Stroke, a clinical diagnosis of acute, suddenonset neurological deficit, is one of the main causes of death and permanent disability in the industrialized world. Pathologically the process may be an ischaemic or a haemorrhagic event, or both. About 85% of cerebrovascular accidents result from ischaemia, predominantly secondary to carotid thromboembolism.
The stroke patient may clinically present with typical symptoms of focal neurological deficit, a combination of deficit with coma, a meningeal irritation syndrome in the form of headache, vomiting and neck stiffness, or less frequently with the gradual appearance of an extrapyramidal or pseudo-bulbar syndrome often
associated with progressive mental deterioration.
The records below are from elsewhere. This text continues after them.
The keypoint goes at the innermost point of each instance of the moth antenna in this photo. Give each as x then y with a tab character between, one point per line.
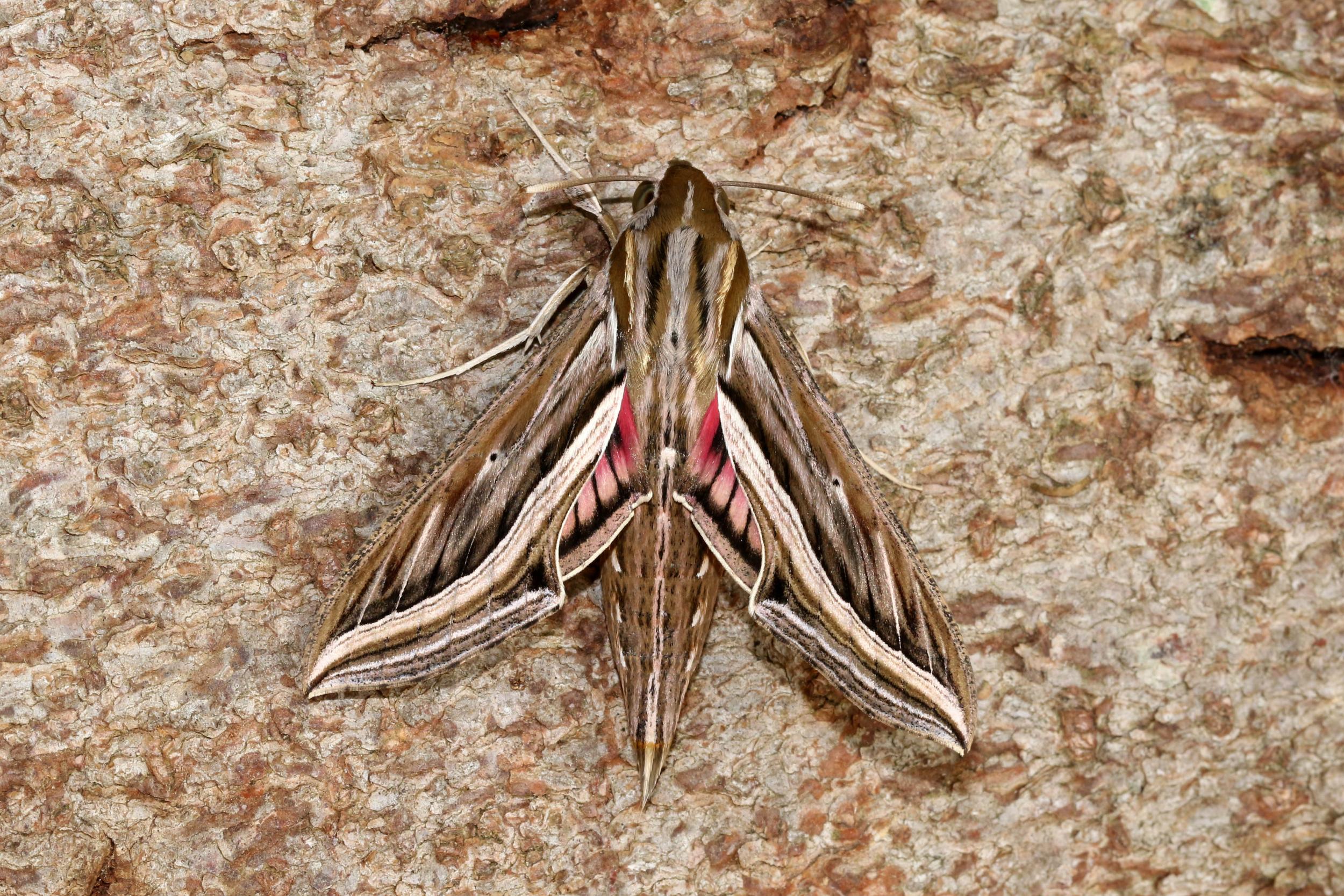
797	191
582	182
587	200
533	331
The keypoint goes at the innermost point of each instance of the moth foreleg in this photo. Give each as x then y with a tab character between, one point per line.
531	332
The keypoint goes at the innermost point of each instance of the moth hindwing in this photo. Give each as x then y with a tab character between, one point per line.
671	433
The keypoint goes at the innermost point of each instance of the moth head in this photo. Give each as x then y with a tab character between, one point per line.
686	197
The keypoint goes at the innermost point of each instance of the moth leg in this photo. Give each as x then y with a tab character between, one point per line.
888	475
531	332
582	197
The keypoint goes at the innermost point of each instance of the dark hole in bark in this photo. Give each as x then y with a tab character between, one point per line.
1286	358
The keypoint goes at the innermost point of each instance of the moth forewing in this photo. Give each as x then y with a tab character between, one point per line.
471	556
840	579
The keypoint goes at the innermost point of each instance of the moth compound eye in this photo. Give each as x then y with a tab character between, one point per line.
643	195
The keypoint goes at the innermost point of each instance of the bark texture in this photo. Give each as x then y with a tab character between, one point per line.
1097	316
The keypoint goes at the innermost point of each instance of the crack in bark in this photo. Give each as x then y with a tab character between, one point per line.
1288	358
530	17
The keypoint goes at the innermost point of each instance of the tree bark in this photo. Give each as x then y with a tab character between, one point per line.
1097	316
The clinical picture in stroke patients can be classified according to how long the neurological deficit lasts, or alternatively whether or not the deficit is permanent. Four different such clinical categories can be distinguished. The transient ischaemic attack (TIA) is represented by a sudden, focal non-convulsive onset of a neurological deficit that usually subsides in a few minutes and always resolves within 24 hours; the reversible ischaemic neurological deficit (RIND) lasts at most for a period of 48 hours followed by a return to complete normality within 3 weeks; progressive ictus is a tem temporally worsening clinical condition during the first 24 to 48 hours following acute onset associated  with persistent functional deficit; complete
ictus is a clinically stable condition, with the deficit being present from the outset, though some improvement may be observed in the long term.